Have you ever visited Texas Roadhouse or Logan’s Roadhouse restaurants? If so, you might agree with me that the best part of any meal at either of those places is the fresh-from-the-oven yeast rolls that are served before the meal. I so love those rolls that I once spent months trying to replicate them at home–only I wanted a slightly healthier version. After many an attempt, I finally came up with this bread machine recipe for wheat yeast rolls. I serve them frequently when we have guests for special occasions and I can assuredly tell you that these rolls are my most complimented menu item. These bread machine wheat rolls are so soft to bite into, yet they have a distinctively nutty quality, thanks to the wheat flour. They’re also slightly sweet. Personally, I prefer my version over the restaurant one because the restaurant uses white flour and they have a somewhat gummy texture. Not mine.
One of the best things about this recipe is that it comes together in a bread machine so you can pretty much throw everything in and forget about it until it’s time to shape your rolls. Start to finish they take about three hours to make but most of that is inactive bread machine, rising or baking time. You can do your part in twenty minutes.
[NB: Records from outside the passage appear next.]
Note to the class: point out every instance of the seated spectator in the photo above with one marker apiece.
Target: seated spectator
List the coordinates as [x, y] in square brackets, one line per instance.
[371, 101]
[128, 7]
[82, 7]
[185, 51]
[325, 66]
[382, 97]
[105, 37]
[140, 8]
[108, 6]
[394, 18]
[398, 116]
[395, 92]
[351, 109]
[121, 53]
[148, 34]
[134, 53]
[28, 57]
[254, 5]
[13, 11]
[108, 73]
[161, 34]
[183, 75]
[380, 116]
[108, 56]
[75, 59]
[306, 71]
I make these for every major holiday and they’re always the first thing to disappear from the table. They’re excellent served with compound butter (either honey or herb) and freeze well if you’re serving a small family. I can almost guarantee that if you serve these bread machine wheat rolls at your next gathering, your guests will comment on them for years to come.
- 1 1/4 cups water
- 2 eggs
- 4 tablespoons butter, cut into small chunks
- 2 1/8 cups whole wheat flour
- 2 cups bread flour
- 1/2 cup sugar
- 1 teaspoon salt
- 2 tablespoons dry milk powder
- 2 teaspoons yeast
- egg wash
- Add all ingredients to the pan of your bread machine in order listed. Program your machine to run the dough cycle as directed in manufacturer's instructions.
- When dough is finished, turn onto lightly-floured surface. Divide dough into sixteen equal portions (each should weigh about 2.5 ounces, if you have a kitchen scale and want to measure them).
- Shape each portion into a ball and place on a lightly-greased sheet pan or pie plate. Cover with a clean kitchen towel and place in warm spot. Allow rolls to rise for 45 minutes.
- Preheat oven to 350º. Brush rolls with egg wash (egg white beat with a teaspoon of water or milk) and bake for 18-20 minutes or until golden brown and cooked to an internal temperature of 190º on an instant-read thermometer.
- Can be frozen for up to six weeks.